We need to reproduce hotspot in StackDB. Maybe just giving it larger hash table will help enough. So then there will be no need to go back to KissDB.
Yes, I could strip the ubuntu build. It's the default linode build, so I don't think it has any GUI or anything installed. Actually, it doesn't even come with a web server installed.
Here's top output sorted by RES column:
Tasks: 88 total, 1 running, 49 sleeping, 0 stopped, 0 zombie %Cpu(s): 0.0 us, 0.3 sy, 0.0 ni, 99.7 id, 0.0 wa, 0.0 hi, 0.0 si, 0.0 st KiB Mem : 1009052 total, 160104 free, 80288 used, 768660 buff/cache KiB Swap: 262140 total, 262140 free, 0 used. 753708 avail Mem
You don't need to do anything. It uses only 80MB, 160+768 is free. Almost all is in cache because that's the only sensible use for it in this situation. Once some program starts using it, system will reclaim almost all of it.
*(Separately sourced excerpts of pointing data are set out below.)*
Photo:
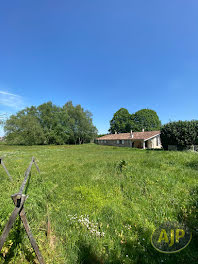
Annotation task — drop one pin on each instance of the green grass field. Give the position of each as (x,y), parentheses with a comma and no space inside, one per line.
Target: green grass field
(98,204)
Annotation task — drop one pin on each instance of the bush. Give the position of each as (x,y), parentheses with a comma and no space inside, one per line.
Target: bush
(181,133)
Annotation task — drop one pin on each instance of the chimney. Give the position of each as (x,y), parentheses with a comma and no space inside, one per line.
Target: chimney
(131,134)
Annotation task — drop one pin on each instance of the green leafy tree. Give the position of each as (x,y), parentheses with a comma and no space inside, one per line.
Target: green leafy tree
(50,124)
(180,133)
(24,129)
(121,122)
(54,122)
(80,124)
(146,119)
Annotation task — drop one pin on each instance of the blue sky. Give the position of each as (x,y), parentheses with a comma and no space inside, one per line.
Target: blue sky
(103,55)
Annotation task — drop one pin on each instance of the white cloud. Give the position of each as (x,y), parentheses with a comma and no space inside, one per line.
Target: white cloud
(11,100)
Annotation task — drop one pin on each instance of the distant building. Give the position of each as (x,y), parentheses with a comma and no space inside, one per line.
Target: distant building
(144,140)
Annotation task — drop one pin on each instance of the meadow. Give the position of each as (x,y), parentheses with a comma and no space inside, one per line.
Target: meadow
(98,204)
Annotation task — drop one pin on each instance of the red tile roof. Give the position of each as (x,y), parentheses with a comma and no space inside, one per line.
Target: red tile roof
(136,135)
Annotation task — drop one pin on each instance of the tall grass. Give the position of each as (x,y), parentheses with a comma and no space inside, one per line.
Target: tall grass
(98,204)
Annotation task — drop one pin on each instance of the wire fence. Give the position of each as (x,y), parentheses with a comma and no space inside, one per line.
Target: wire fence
(19,200)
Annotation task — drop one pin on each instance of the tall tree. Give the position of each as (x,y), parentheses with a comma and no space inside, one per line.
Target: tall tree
(146,119)
(121,122)
(50,124)
(80,123)
(24,129)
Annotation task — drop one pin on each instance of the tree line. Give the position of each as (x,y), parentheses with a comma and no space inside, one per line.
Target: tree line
(180,133)
(50,124)
(124,122)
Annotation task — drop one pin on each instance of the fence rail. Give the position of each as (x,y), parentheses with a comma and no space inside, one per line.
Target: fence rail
(19,200)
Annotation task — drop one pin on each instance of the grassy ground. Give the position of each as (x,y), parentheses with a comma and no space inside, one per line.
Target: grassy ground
(98,204)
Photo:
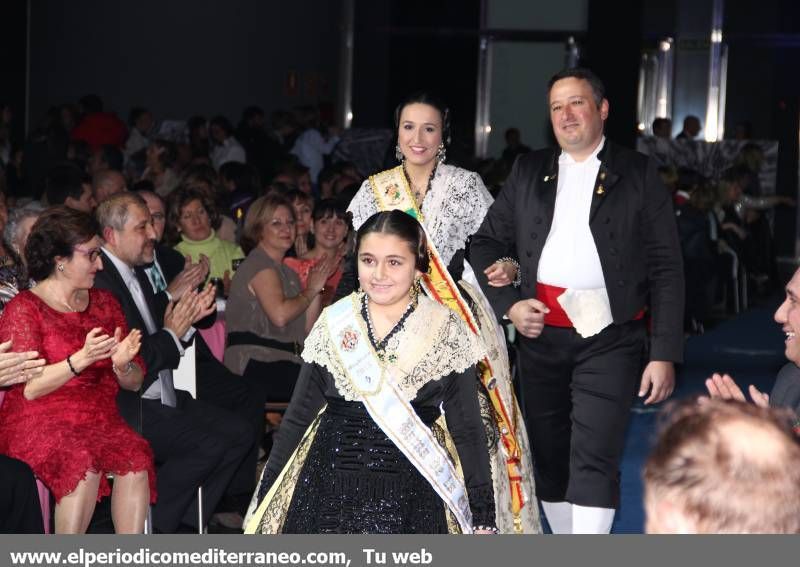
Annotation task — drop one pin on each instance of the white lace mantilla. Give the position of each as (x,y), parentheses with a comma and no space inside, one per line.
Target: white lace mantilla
(434,342)
(452,210)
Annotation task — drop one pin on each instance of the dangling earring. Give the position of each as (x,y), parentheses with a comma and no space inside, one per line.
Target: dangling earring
(441,153)
(415,290)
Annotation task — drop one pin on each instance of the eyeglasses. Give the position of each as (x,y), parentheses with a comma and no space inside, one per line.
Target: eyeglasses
(93,253)
(198,214)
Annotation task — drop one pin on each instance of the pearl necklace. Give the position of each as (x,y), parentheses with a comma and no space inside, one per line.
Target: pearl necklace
(419,194)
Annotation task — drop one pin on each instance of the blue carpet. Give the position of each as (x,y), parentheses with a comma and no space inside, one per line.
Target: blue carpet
(748,347)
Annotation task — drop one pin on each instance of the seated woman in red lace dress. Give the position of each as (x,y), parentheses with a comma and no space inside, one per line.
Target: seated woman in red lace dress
(330,227)
(65,424)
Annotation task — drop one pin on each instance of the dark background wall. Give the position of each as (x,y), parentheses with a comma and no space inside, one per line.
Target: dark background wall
(180,57)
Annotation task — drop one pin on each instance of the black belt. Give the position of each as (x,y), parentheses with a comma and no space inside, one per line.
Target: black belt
(248,338)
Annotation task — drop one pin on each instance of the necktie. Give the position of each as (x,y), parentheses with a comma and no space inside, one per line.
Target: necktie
(156,278)
(168,397)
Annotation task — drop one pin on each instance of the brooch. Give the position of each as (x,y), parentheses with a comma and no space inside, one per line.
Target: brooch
(348,338)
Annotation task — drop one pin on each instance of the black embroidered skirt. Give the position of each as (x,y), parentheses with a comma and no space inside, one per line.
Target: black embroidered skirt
(355,480)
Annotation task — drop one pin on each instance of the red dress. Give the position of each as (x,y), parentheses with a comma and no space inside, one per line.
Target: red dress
(76,428)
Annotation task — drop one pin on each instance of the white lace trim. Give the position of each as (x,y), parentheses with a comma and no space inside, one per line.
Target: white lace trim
(434,342)
(452,211)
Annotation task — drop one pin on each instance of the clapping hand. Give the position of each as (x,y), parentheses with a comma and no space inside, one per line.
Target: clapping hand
(126,348)
(97,346)
(18,367)
(722,386)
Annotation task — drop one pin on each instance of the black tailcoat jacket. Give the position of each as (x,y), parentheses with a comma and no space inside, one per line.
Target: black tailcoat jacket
(633,225)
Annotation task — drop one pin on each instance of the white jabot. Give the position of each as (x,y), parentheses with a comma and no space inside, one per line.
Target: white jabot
(569,258)
(163,388)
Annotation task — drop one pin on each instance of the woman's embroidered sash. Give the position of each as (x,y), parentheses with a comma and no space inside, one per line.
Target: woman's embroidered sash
(392,192)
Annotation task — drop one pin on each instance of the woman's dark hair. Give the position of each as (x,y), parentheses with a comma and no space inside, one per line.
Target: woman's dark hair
(169,154)
(56,233)
(431,100)
(331,208)
(403,226)
(243,175)
(260,212)
(180,198)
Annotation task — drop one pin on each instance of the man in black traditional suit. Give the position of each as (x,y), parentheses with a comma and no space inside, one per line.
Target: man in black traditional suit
(594,231)
(194,443)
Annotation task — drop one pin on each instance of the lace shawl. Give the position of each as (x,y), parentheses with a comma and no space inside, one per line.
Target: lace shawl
(433,343)
(452,210)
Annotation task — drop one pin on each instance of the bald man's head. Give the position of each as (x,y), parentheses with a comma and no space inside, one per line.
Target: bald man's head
(724,467)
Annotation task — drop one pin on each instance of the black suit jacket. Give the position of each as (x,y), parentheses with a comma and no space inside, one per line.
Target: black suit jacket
(172,263)
(158,351)
(633,225)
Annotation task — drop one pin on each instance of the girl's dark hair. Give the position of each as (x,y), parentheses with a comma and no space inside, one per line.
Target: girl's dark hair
(180,198)
(403,226)
(431,100)
(56,233)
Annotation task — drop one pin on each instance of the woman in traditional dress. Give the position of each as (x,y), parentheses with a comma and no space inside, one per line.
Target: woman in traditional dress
(362,448)
(451,203)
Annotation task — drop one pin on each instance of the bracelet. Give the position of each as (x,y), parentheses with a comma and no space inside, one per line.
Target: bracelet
(128,368)
(517,280)
(492,529)
(71,368)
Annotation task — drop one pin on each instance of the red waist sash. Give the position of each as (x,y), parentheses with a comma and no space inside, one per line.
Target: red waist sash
(549,294)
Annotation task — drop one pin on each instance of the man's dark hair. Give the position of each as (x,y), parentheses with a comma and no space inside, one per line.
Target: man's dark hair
(598,89)
(113,157)
(56,233)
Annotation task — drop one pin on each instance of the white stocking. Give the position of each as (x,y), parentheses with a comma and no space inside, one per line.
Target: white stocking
(591,520)
(559,516)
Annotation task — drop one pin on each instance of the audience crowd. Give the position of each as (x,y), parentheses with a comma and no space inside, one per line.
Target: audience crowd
(232,239)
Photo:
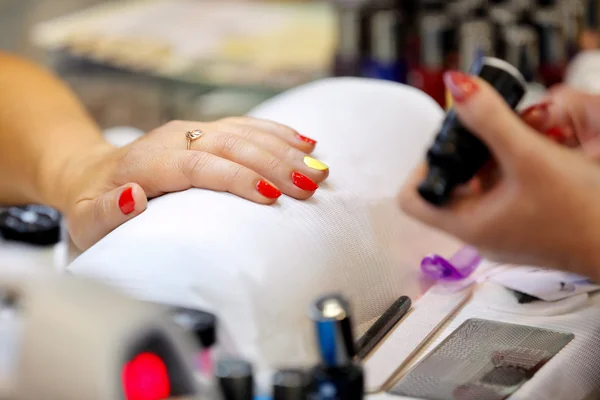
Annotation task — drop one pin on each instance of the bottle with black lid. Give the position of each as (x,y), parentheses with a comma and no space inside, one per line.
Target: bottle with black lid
(32,224)
(337,377)
(457,155)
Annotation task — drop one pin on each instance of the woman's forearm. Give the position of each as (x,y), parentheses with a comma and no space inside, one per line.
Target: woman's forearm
(43,127)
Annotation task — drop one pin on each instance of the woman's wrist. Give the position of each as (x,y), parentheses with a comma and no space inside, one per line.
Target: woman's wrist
(61,173)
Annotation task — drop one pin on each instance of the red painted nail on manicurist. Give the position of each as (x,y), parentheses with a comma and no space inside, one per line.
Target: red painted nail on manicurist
(461,86)
(556,133)
(267,190)
(541,109)
(306,140)
(304,182)
(126,201)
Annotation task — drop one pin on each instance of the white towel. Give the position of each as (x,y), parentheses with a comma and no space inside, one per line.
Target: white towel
(259,267)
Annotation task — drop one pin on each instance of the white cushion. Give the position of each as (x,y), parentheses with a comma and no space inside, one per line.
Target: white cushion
(259,267)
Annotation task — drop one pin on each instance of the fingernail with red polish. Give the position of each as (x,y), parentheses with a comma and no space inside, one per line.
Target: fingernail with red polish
(310,141)
(304,182)
(126,202)
(537,110)
(461,86)
(267,190)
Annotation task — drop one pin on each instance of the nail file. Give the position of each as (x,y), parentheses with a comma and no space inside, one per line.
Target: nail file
(429,313)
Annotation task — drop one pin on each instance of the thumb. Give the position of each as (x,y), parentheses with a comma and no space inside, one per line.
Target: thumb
(486,114)
(92,219)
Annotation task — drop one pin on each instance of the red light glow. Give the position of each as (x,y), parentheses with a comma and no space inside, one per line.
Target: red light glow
(146,378)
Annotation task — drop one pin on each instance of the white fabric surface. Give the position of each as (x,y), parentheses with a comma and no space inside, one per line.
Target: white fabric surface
(259,267)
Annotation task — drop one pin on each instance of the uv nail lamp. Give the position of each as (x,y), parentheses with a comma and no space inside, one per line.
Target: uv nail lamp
(68,339)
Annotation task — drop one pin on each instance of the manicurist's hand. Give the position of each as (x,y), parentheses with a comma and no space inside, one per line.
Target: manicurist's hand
(255,159)
(538,202)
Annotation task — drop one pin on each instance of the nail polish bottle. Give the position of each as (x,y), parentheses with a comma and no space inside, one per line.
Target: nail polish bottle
(290,384)
(457,155)
(522,51)
(384,61)
(476,38)
(203,326)
(236,379)
(348,53)
(337,377)
(32,224)
(502,17)
(553,47)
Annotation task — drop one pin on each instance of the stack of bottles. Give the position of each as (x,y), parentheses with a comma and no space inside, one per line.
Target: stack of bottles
(338,376)
(415,41)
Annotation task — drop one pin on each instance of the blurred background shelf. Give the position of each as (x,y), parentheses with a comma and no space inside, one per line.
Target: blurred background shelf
(143,62)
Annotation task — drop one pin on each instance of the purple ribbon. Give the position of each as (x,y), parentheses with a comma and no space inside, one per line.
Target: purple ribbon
(460,266)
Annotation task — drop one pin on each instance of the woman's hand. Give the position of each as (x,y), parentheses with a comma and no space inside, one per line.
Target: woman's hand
(537,205)
(252,158)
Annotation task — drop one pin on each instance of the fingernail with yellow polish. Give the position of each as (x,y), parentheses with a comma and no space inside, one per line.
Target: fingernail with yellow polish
(315,164)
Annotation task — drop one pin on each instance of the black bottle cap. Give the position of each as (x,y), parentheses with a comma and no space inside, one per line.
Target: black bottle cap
(436,188)
(331,316)
(290,384)
(32,224)
(546,3)
(457,155)
(202,324)
(235,379)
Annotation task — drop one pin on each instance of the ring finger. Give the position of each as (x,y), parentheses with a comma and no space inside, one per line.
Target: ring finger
(244,152)
(302,162)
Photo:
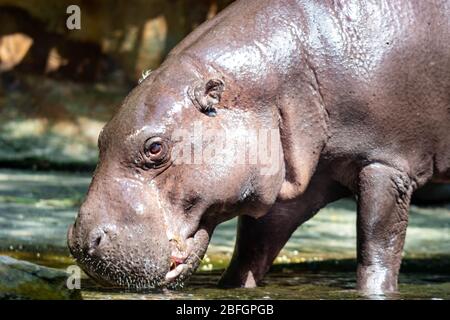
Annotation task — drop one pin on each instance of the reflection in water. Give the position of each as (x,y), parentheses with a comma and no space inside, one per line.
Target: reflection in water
(317,263)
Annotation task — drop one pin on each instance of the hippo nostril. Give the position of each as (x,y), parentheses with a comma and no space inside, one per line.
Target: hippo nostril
(97,239)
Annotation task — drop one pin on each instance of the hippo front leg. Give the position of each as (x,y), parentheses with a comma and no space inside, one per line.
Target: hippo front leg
(258,243)
(383,201)
(260,240)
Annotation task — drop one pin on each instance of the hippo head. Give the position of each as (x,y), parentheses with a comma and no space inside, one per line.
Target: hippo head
(186,151)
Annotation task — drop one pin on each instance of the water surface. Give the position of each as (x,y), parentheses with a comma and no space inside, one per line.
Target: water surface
(317,263)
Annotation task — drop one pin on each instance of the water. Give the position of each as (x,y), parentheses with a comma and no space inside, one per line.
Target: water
(317,263)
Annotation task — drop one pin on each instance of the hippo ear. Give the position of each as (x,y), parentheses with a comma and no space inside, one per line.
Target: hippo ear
(207,96)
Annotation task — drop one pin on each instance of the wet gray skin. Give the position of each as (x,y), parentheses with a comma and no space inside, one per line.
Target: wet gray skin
(317,262)
(358,93)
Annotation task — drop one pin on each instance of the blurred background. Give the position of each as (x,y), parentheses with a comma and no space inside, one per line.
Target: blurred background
(59,86)
(57,90)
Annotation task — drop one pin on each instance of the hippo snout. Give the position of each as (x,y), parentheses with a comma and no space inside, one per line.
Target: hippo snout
(119,256)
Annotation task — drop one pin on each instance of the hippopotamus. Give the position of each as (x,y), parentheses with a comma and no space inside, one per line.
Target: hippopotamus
(353,98)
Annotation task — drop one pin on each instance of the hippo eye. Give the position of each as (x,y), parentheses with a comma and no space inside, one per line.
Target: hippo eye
(155,150)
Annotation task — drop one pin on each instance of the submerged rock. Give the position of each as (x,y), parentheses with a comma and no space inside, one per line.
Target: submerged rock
(24,280)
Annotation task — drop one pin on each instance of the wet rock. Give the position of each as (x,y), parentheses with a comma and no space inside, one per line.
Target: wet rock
(25,280)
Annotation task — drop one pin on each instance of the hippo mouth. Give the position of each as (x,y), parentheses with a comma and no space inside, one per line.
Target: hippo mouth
(185,262)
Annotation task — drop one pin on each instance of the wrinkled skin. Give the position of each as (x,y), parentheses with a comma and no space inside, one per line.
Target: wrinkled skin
(360,95)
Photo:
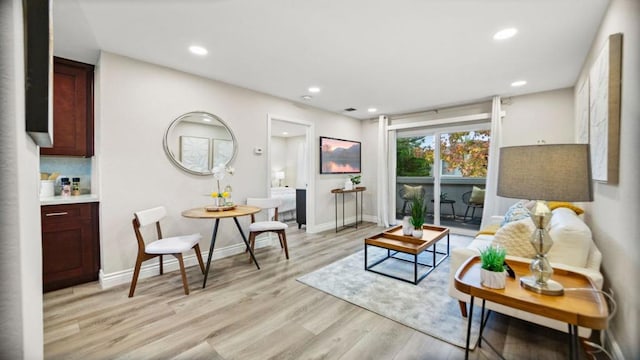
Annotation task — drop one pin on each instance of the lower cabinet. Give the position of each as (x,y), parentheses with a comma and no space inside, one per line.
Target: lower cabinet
(70,245)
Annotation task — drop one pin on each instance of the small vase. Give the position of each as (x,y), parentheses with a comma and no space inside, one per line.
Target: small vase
(493,279)
(407,228)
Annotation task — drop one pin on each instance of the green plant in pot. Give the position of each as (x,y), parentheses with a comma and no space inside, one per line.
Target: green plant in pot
(493,273)
(417,216)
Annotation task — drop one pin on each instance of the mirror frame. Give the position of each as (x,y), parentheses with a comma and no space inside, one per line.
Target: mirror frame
(176,121)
The micro Linodes that I'm using have 1GiB system RAM.
I just installed a fresh Ubuntu node for testing, and with nothing of mine running, there are 226M free.
Where it goes? Are you sure you don't count cache as used?
Can you strip it? I always run such systems with no gui, nothing unimportant running. So I'm used to having 90%+ RAM free after boot. Just checked now, even with simple gui 188M/1536M, everything else is free or cache.
The only point I can see to holding the hash table in RAM is that it speeds up NULL results. And those are rather common, I suppose.
Yes, no I/O for null result. You can compress all pages except first. They will take next to nothing in 50% case. But it's stopgap solution, so probably not worth looking into.
Also, all this testing is happening on a magnetic platter hard drive.
If it fits in cache, it shouldn't matter. If it doesn't, it'll be 100-1000 times slower.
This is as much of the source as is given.